Per quanto fossero reciproci i nostri giochi d’amore, quelli più teneri come quelli più impudichi, ero stato solo io a possedere fino in fondo il suo corpo; a entrare dentro di lui e perdermi. Dopo che cedetti all’amore, dopo aver già condiviso tante volte il letto e la passione, mi ci vollero settimane prima di trovare il coraggio di farlo, di chiedergli il permesso. Era un atto così intimo e così… potente. Temevo che mi avrebbe respinto, che sarebbe stato troppo, per lui, che l’avrebbe trovato disgustoso. Invece aveva sorriso, si era stretto a me, mi aveva baciato, e aveva annuito.
 
Tutto.
Segnò.
Voglio. Di te.
 
Mi persi così, nel suo calore, nell’espressione del suo viso, con il cuore che traboccava; non aggiungerò altro, perché sono emozioni che desidero restino per sempre mie… mie e sue. Private, come le lacrime di gioia, di commozione e sollievo che versai contro la sua spalla, nel culmine del piacere.
Ecco, ero stato sempre io a prendere Florent e non era mai accaduto il contrario, perché c’erano certe ferite nel mio cuore che temevo si sarebbero riaperte, se ancora una volta mi fossi donato completamente all’amore.
Ma era divenuta così tanta e profonda la mia fiducia in Florent, e tanto si era alleggerito il mio cuore, che quella sera, la sera del giorno in cui Matilde ci aveva confermato il suo affetto, che non abbi più paura, ma solo desiderio. Avevo bisogno di essere completamente suo, di infrangere quell’ultima barriera, e di dimostrargli quando profondamente gli appartenessi.
Glielo dissi, già nudi fra le lenzuola; tutto ciò che provavo, tutto ciò che volevo, il desiderio che mi stava consumando, e lui mi baciò con passione, mi guardò con occhi brucianti, mi strinse i fianchi con una forza che non immaginavo, nelle sue mani affusolate.
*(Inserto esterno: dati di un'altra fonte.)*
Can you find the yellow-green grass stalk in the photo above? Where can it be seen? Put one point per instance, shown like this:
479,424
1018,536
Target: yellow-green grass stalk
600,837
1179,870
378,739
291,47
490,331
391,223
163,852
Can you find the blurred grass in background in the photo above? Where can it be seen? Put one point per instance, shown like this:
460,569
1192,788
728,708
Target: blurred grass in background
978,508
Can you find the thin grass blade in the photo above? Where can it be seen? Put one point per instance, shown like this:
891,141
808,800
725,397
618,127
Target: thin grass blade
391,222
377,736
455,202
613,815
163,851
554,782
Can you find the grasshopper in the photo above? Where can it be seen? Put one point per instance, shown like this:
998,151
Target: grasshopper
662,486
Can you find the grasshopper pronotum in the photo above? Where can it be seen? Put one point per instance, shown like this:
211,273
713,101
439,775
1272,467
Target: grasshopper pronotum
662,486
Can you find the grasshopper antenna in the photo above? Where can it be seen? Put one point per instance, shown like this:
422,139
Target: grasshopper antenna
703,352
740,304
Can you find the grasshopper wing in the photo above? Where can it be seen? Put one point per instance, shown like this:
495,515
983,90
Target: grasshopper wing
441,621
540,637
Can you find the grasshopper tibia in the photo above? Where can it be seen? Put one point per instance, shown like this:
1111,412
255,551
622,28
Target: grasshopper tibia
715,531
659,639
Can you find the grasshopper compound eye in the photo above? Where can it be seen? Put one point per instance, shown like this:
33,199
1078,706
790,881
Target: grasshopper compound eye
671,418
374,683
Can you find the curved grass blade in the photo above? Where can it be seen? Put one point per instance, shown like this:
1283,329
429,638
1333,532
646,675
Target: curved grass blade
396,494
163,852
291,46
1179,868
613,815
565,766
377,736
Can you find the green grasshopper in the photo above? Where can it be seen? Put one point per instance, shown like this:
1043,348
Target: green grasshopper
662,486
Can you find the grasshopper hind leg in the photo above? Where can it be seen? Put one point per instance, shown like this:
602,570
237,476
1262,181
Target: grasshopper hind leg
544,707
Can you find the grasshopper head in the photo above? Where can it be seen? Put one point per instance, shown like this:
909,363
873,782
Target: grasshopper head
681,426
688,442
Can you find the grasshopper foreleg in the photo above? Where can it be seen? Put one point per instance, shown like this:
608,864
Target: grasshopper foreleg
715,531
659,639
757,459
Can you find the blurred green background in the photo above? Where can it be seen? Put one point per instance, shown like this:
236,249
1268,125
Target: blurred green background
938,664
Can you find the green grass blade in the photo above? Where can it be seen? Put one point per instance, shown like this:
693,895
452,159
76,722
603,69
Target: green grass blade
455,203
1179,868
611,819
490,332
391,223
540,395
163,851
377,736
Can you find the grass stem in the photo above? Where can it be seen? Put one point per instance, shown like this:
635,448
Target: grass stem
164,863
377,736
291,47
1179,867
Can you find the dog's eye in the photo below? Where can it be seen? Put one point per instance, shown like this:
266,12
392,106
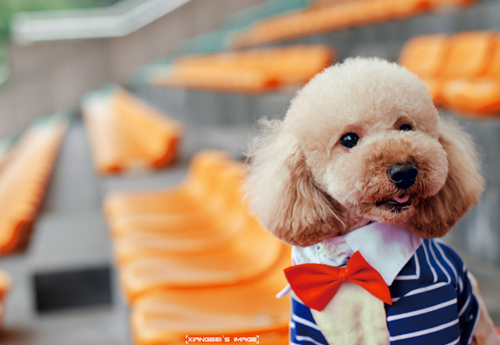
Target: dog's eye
349,140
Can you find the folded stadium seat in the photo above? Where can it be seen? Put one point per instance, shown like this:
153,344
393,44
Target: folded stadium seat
446,3
24,179
252,254
125,134
477,95
142,243
469,55
403,9
426,56
156,236
246,309
189,196
211,215
247,71
5,285
294,65
156,134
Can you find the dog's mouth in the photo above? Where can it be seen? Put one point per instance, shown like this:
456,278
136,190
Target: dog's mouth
398,204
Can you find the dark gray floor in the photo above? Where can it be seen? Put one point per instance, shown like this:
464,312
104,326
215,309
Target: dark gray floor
71,233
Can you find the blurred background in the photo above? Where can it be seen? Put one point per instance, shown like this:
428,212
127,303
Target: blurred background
117,226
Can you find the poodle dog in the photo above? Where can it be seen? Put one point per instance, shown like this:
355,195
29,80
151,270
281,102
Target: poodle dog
363,163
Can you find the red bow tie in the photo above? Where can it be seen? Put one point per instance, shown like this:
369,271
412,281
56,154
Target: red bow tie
316,284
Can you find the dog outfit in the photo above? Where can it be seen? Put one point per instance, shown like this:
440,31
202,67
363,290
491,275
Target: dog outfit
432,299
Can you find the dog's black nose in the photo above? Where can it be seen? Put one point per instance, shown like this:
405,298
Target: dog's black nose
403,174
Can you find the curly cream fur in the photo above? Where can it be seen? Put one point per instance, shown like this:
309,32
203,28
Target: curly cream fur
305,186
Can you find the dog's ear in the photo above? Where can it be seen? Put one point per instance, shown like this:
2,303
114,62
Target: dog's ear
282,191
436,215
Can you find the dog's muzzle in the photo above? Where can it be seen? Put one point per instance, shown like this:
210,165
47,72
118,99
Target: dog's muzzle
403,175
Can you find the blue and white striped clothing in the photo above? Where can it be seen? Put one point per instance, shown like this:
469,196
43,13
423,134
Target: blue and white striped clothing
432,303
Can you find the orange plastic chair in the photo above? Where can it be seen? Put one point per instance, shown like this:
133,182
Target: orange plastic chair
23,182
148,242
227,199
5,284
477,95
188,197
445,3
155,133
469,55
247,309
126,135
248,71
426,56
253,253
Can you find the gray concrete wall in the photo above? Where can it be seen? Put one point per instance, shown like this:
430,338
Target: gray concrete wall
46,77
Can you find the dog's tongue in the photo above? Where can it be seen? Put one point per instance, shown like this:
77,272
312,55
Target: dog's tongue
402,199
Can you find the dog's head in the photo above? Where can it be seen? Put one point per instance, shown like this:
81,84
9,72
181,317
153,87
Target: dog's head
362,141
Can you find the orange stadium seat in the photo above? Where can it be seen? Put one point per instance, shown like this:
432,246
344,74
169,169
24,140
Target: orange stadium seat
166,234
426,56
325,17
225,198
469,54
5,284
24,179
247,309
477,95
125,134
249,71
445,63
188,197
235,263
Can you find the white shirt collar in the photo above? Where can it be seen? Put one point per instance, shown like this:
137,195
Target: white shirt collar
387,248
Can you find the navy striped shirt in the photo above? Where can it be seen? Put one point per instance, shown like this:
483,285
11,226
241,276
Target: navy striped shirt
432,303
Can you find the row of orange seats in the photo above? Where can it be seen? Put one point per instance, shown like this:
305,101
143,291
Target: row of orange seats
248,71
5,284
126,134
192,262
462,71
24,178
334,16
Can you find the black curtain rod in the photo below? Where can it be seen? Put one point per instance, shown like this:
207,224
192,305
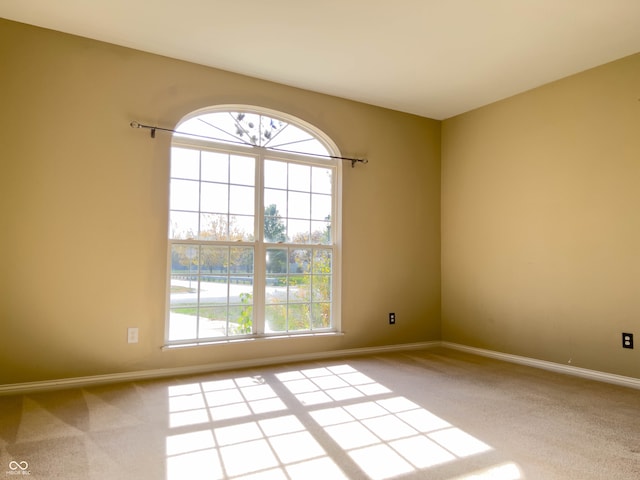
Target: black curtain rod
153,130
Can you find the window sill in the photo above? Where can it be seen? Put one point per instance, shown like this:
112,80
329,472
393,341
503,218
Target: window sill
260,338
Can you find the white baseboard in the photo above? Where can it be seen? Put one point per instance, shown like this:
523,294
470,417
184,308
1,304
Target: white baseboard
554,367
79,382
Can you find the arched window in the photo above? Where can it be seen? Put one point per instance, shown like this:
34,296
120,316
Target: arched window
254,227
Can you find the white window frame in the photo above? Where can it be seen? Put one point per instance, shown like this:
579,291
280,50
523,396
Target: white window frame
261,154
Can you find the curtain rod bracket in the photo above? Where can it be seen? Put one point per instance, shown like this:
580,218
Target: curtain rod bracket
153,129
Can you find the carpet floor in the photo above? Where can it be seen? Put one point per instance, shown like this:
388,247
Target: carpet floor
428,414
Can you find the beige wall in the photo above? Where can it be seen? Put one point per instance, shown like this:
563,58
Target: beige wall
83,205
541,222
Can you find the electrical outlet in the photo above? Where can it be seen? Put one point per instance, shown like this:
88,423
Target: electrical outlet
132,335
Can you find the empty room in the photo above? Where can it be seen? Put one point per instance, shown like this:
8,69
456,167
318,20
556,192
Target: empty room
333,240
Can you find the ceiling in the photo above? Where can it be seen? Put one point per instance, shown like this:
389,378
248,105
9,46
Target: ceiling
434,58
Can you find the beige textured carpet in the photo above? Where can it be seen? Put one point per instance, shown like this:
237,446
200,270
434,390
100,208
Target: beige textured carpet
434,414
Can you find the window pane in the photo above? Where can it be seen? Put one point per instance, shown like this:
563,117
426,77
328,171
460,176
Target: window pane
320,315
320,207
275,202
299,317
300,288
321,179
321,233
240,320
242,170
184,195
275,174
276,260
276,290
322,261
242,259
214,227
321,288
241,200
299,177
214,261
214,197
183,225
212,322
214,290
242,228
299,231
275,318
299,205
182,326
300,260
185,163
215,167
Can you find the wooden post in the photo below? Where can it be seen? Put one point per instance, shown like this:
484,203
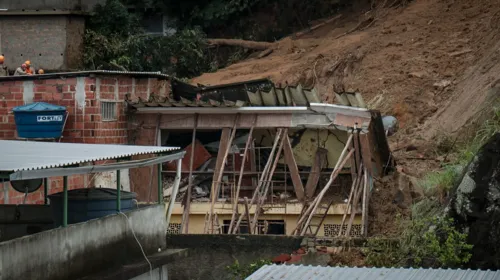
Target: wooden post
355,204
187,207
267,182
263,175
294,171
304,214
242,169
247,213
325,189
364,229
313,179
224,146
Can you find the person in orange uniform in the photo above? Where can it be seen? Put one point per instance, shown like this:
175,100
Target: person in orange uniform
29,70
3,69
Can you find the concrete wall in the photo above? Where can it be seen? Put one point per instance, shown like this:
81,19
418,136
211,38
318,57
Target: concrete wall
76,5
82,96
160,273
210,254
80,249
49,42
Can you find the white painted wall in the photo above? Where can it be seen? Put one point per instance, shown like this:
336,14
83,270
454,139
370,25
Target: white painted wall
108,180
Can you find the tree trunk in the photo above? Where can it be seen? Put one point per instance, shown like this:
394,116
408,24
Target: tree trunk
240,43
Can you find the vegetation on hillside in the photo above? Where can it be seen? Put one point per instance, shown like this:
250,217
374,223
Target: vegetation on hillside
115,39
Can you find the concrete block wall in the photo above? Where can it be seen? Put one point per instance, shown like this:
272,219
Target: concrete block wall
85,248
82,96
52,42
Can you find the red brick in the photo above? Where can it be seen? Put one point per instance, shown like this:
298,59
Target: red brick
90,95
16,89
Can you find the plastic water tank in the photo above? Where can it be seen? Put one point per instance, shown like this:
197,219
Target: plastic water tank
88,204
39,120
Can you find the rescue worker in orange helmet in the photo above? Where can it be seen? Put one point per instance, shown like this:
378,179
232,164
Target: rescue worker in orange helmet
3,69
20,71
29,70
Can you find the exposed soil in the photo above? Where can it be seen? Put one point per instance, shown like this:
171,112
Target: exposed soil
433,64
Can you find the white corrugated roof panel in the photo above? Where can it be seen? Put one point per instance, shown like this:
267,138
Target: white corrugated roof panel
295,272
27,155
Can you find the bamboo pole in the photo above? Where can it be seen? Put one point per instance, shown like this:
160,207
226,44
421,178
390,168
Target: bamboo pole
264,172
216,184
364,218
354,205
247,213
325,189
185,215
242,169
306,213
267,183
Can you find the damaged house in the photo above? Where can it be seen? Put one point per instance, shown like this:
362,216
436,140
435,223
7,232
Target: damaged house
266,160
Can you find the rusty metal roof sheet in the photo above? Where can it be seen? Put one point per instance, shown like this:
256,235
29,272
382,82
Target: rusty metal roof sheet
264,95
292,272
26,155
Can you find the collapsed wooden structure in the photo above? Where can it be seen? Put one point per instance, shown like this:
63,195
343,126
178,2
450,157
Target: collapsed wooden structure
256,106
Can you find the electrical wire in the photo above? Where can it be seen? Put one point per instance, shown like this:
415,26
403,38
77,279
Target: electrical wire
140,246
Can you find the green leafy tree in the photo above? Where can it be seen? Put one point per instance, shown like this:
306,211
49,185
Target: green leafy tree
424,242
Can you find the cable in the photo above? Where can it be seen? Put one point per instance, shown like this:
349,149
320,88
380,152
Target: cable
140,246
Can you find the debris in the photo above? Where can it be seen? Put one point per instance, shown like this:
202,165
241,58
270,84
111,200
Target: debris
459,53
442,84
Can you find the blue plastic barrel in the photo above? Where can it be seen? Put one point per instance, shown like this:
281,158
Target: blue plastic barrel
88,204
39,120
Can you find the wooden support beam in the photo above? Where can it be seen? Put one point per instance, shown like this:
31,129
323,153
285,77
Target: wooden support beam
294,171
224,146
355,202
187,206
240,178
263,175
314,175
338,166
267,182
365,200
247,213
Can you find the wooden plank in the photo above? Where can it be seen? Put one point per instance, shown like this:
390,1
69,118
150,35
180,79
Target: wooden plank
314,175
224,145
292,167
263,175
187,206
366,154
240,178
247,213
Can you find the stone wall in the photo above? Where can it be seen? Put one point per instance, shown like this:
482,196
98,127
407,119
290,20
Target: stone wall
83,97
81,249
209,255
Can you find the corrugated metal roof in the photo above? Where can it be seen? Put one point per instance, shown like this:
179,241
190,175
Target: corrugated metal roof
234,96
83,74
291,272
26,155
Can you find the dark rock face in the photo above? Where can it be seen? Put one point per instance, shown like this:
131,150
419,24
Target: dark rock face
475,205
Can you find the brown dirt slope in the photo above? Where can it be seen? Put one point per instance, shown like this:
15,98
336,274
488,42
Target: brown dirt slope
397,62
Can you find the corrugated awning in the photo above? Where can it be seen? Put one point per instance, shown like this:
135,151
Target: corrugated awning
352,273
25,155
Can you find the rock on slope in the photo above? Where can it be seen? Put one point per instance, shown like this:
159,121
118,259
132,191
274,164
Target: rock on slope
475,204
432,64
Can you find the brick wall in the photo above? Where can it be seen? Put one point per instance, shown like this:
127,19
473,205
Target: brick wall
49,42
83,97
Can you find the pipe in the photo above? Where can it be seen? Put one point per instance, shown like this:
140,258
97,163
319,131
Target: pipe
175,190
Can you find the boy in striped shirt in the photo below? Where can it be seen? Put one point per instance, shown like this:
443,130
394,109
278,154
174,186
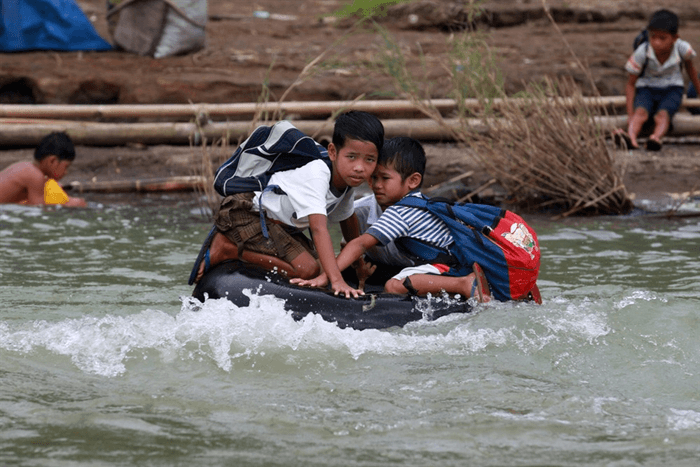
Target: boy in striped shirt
399,173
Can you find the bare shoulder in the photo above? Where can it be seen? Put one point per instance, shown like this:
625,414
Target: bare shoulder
20,181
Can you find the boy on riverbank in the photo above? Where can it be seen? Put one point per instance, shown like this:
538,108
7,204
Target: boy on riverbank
399,174
311,196
36,182
655,85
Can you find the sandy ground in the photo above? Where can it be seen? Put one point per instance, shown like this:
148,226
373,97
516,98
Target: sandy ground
243,51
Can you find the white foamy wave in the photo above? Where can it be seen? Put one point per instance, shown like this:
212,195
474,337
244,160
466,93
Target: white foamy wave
222,333
684,420
636,296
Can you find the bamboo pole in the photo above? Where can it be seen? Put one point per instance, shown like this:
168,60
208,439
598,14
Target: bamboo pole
180,183
381,108
29,132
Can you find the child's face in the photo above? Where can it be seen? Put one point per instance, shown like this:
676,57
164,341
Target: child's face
55,168
353,164
388,187
661,41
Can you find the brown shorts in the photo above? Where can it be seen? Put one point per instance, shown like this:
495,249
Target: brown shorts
239,223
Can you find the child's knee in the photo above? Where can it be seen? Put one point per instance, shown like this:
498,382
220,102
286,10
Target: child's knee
641,112
306,266
394,286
Il mio corpo non più abituato ad accogliere prese Florent dentro di sé con una fitta inevitabile che fu però benvenuta, desiderata; accettai quel dolore fino in fondo, con gratitudine, cosciente che era quasi una benedizione. Florent fu attento, premuroso, e il dolore si affievolì, e poi fu solo piacere, calore, estasi, voluttà; furono le mie mani che si aggrappavano alla sua schiena e poi vagavano fra i suoi capelli folti e morbidi. Fu la mia voce a perdersi nel suo nome, a dire e ripetere 'ti amo' per entrambi, fino a quando le parole mi uscirono incomprensibili, confuse dal culmine del piacere, dal respiro mozzato.
 
Si abbandonò fra le mie braccia, dopo. Mi prese il volto fra le mani e mi baciò... mi riempì di baci, e di sorrisi che erano quasi timidi.
E io avrei dovuto essere un uomo migliore, per meritare così tanto.